As you can see the IDE is quite straight-forward. All your projects can be found on the left column, the editor in the main window and compiler and other messages in the bottom window. There’s also an online support forum, an official mbed library and user-submitted library database, help files and so on – so there’s plenty of support. Code is written in C/C++ style and doesn’t present any major hurdles. When it comes time to run the code, the online compiler creates a downloadable binary file which is copied over to the hardware via USB.

And what’s a Freedom board?

It’s a very inexpensive development board based on the Freescale ARM® Cortex™-M0+ MKL25Z128VLK4 microcontroller. How inexpensive? In Australia it’s $9 plus GST and delivery.
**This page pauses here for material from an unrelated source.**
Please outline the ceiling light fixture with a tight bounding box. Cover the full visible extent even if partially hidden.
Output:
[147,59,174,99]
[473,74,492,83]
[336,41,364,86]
Features include  (from the product website):

  • MKL25Z128VLK4 MCU – 48 MHz, 128 KB flash, 16 KB SRAM, USB OTG (FS), 80LQFP
  • Capacitive touch “slider,” MMA8451Q accelerometer, tri-color LED
  • Easy access to MCU I/O
  • Sophisticated OpenSDA debug interface
  • Mass storage device flash programming interface (default) – no tool installation required to evaluate demo apps
  • P&E Multilink interface provides run-control debugging and compatibility with IDE tools
  • Open-source data logging application provides an example for customer, partner and enthusiast development on the OpenSDA circuit

And here it is:

In a lot of literature about the board it’s mentioned as being “Arduino compatible”. This is due to the layout of the GPIO pins – so if you have a 3.3 V-compatible Arduino shield you may be able to use it – but note that the I/O pins can only sink or source 3 mA (from what I can tell) – so be careful with the GPIO . However on a positive side the board has the accelerometer and an RGB LED which are handy for various uses. Note that the board ships without any stacking header sockets, but element14 have a starter pack with those and a USB cable for $16.38++.

Getting started

Now we”ll run through the process of getting a Freedom board working with mbed and creating a first program. You’ll need a computer (any OS) with USB, an Internet connection and a web browser, a USB cable (mini-A to A) and a Freedom board. Australians can also get a board from Little Bird Electronics. The procedure is simple:

  1. Download and install the USB drivers for Windows or Linux from here.
  2. Visit mbed.org and create a user account. Check your email for the confirmation link and follow the instructions within.
  3. Plug in your Freedom board – using the USB socket labelled “OpenSDA”. It will appear as a disk called “bootloader”
  4. Download this file and copy it onto the “bootloader” drive
  5. Unplug the Freedom board, wait a moment – then plug it back in. It should now appear as a disk called “MBED”, for example (click to enlarge):

There will be a file called ‘mbed’ on the mbed drive – double-click this to open it in a web browser. This process activates the board on your mbed account – as shown below (click to enlarge):

Now you’re ready to write your code and upload it to the Freedom board. Click “Compiler” at the top-right to enter the IDE.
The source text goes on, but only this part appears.